Le compagnie e i passeggeri
Una decisione conseguenza delle indicazioni dell’ultimo decreto dell’11 giugno che ha fatto saltare sulla sedia le compagnie, soprattutto quelle (come Ryanair) che fanno pagare una tariffa ad hoc per il bagaglio imbarcato. In seconda battuta Enac ha però specificato che «il divieto di utilizzo delle cappelliere è limitato ai voli dove non viene effettuato il distanziamento sociale a bordo». Viceversa, quindi «l’utilizzo delle medesime è consentito nei voli dove viene effettuato tale distanziamento». Realizzabile in concreto non mettendo in vendita il posto centrale in una fila da tre, con perdita netta di oltre il 30% della capienza. E dei soldi incassati. Quindi delle due l’una: o si rispetta il distanziamento tagliando posti oppure entrano in ballo «una serie di misure che consentono di derogare al distanziamento sociale per ottenere un maggiore riempimento degli aerei». Tra queste c’è «il divieto di portare a bordo bagagli di grosse dimensioni». Quelli che non possono che finire nelle cappelliere.
Ma la domanda è: come fa il passeggero a sapere quanti posti sono effettivamente disponibili a bordo e quindi a imbarcare o meno il bagaglio? O glielo dice la compagnia in anticipo o lo scoprirà solo a bordo. E non è un dettaglio da poco, perché ne consegue la scelta di un bagaglio piuttosto che un altro, ma anche delle cose da mettere nel medesimo. Ci sono poi cose di valore che normalmente uno non stiverebbe mai per paura di furti o smarrimenti, e anche forme di protezione del bagaglio diverse caso per caso.
Cosa succede a Orio
Nel dubbio e nell’attesa di nuovi sviluppi (le compagnie, come detto, sono discretamente imbufalite) a Orio hanno cercato di tagliare corto stoppando i bagagli imbarcati: una volta entrati nello scalo i passeggeri vengono tutti indirizzati non ai controlli di sicurezza ma ai banchi check-in delle singole compagnie per lo stivaggio.
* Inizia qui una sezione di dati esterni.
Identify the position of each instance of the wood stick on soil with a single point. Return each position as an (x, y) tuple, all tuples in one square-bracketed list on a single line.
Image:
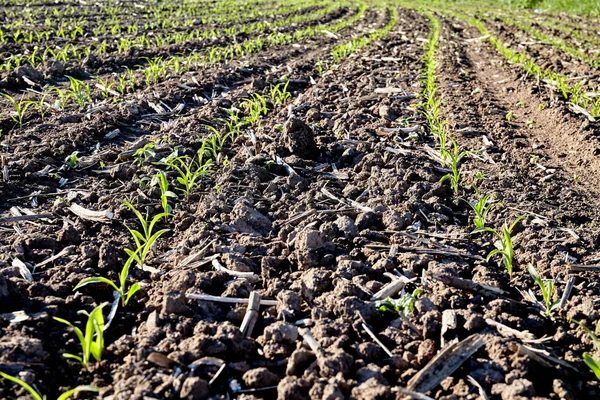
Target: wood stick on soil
[(232, 300), (409, 394), (310, 340), (250, 276), (444, 364), (466, 284), (19, 218), (541, 356), (4, 169), (84, 213), (251, 314), (391, 289), (482, 393), (567, 293), (376, 339)]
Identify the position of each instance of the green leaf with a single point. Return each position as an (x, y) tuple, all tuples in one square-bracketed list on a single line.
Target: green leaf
[(87, 281), (23, 384), (74, 357), (132, 290), (78, 389), (593, 364)]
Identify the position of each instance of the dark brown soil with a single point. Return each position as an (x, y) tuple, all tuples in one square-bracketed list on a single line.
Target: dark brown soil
[(332, 195)]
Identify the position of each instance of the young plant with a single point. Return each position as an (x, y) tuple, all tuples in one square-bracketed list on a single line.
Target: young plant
[(20, 107), (71, 160), (189, 171), (80, 91), (160, 179), (279, 96), (144, 240), (92, 341), (36, 396), (124, 294), (547, 287), (588, 359), (144, 153), (504, 243), (482, 205), (404, 305), (454, 157)]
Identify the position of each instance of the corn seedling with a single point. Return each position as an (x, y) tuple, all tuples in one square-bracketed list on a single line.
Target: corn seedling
[(71, 160), (504, 243), (35, 394), (20, 107), (146, 239), (279, 96), (547, 287), (482, 206), (144, 153), (189, 171), (80, 91), (591, 362), (454, 157), (403, 306), (124, 293), (92, 341), (160, 179)]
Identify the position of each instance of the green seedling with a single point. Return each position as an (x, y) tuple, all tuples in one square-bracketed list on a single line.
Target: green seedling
[(20, 107), (482, 206), (146, 239), (504, 243), (547, 287), (144, 153), (591, 362), (279, 96), (403, 306), (71, 160), (80, 91), (160, 179), (36, 396), (124, 293), (453, 158), (189, 171), (92, 341)]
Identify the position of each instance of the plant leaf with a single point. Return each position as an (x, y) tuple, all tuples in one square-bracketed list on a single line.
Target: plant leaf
[(23, 384), (69, 393)]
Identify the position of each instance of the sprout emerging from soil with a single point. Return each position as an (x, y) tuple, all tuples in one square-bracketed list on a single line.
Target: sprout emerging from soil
[(124, 294), (404, 305), (482, 206), (144, 241), (547, 287), (453, 158), (504, 243), (92, 341), (37, 396)]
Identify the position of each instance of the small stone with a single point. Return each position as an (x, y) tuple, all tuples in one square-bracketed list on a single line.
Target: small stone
[(309, 240), (194, 388), (260, 377), (299, 138), (174, 303)]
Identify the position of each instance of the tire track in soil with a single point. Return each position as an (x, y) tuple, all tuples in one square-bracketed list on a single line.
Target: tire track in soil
[(215, 218), (124, 322), (84, 135), (467, 66)]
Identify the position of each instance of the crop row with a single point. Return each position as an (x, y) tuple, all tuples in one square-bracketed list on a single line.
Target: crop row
[(482, 204), (79, 28), (79, 93)]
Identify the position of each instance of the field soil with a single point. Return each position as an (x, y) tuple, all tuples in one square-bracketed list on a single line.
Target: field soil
[(332, 197)]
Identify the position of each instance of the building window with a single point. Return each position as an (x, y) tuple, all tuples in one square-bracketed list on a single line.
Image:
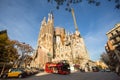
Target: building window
[(112, 34)]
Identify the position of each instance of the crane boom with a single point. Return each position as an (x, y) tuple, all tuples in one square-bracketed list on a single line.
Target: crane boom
[(73, 15)]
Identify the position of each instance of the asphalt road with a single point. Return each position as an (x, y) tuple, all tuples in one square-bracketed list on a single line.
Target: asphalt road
[(72, 76)]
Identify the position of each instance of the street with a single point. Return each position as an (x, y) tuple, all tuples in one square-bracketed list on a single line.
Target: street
[(72, 76)]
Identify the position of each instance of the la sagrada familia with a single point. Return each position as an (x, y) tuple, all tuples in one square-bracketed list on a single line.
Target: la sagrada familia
[(55, 44)]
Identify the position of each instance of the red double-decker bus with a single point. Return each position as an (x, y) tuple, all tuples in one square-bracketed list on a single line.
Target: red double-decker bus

La prima conseguenza è un inevitabile allungamento dei tempi, la seconda è qualche acrobazia di troppo dei passeggeri che cercano di togliere oggetti di valore o cose che servono durante il volo, aggiungendo un po’ di caos ad una situazione già complessa di suo. Sullo sfondo, il dubbio di Michael O’Leary, patron di Ryanair: è più a rischio dal punto di vista sanitario un bagaglio imbarcato dal proprietario o uno che passa di mano in mano tra stivaggio e riconsegna sul nastro nello scalo d’arrivo? Ai posteri l’ardua sentenza. O ad Enac.